Garrucha es un municipio costero situado en la provincia de Almería, cuyo atractivo turístico deviene de su interés histórico. Vale decir que cuando corría el siglo XVIII, esta localidad vivió su época de máximo esplendor pues era el puerto de las minas de Levante, gracias a lo cual se lo solía llamar como “la pequeña San Sebastián”. En ese entonces, Garrucha ya era un destino turístico elegido por las familias pudientes, e incluso llegó a ser residencia de vicecónsules de una decena de países.
Al dar un paseo por las calles del casco urbano, el viajero seguramente quedará gratamente sorprendido con su Paseo Marítimo, popularmente conocido como El Malecón, un magnífico balcón mirador ubicado en la playa de Garrucha, sitio en el que se halla el Castillo de Jesús de Nazareno, al cual también se lo suele designar como Castillo de San Ramón. El castillo es una fortificación militar que fue construida durante el siglo XVIII con fines defensivos, para evitar los permanentes ataques de los piratas. De todo el conjunto, sobresalen su plaza de armas y sus dos torreones.
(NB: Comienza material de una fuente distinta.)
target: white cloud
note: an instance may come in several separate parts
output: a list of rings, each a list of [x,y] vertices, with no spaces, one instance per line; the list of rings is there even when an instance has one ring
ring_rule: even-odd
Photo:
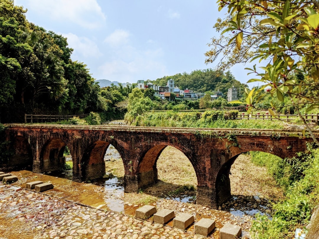
[[[173,11],[172,9],[168,10],[168,17],[171,19],[179,18],[181,17],[181,15],[177,11]]]
[[[160,49],[139,52],[132,48],[134,53],[133,59],[124,57],[105,62],[99,68],[100,75],[103,78],[110,80],[133,83],[139,79],[165,75],[166,67],[161,62],[160,57],[163,54]],[[128,53],[130,55],[133,54]],[[146,78],[145,79],[146,79]]]
[[[104,41],[111,47],[119,47],[128,43],[130,35],[127,31],[117,29],[105,38]]]
[[[73,54],[76,56],[87,57],[100,56],[102,54],[96,43],[87,37],[78,37],[73,33],[62,35],[68,38],[68,47],[74,49]]]
[[[28,6],[33,11],[57,22],[71,22],[92,29],[99,27],[106,19],[96,0],[28,1]]]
Es importante saber que esta fortaleza le ha valido a Garrucha la incorporación en la Ruta de los Castillos en Andalucía.
Otros edificios de especial interés son el del Ayuntamiento, que se encuentra erigido  sobre los restos de un antiguo depósito de sal de la época de la dominación árabe; y la Iglesia Parroquial de San Joaquín, el principal monumento religioso que data del siglo XIX. A ellos se les suman la Casa de Marina de la Torre, cuyos orígenes se remontan al siglo XX; la Torre de la Fundición de San Jacinto, situada sobre un promontorio desde donde se observan inmejorables vistas panorámicas de Garrucha y alrededores; y la lonja de pescado.
Asimismo, resulta interesante realizar un recorrido por sus tres puertos: el comercial, que antiguamente era usado para el transporte de minerales y hoy al del yeso de Sorbas; el deportivo, al que suelen concurrir los aficionados a los deportes náuticos; y el pesquero, el segundo en importancia de la provincia de Almería y a donde se recibe el pescado que cada atardecer es subastado en la lonja de Garrucha.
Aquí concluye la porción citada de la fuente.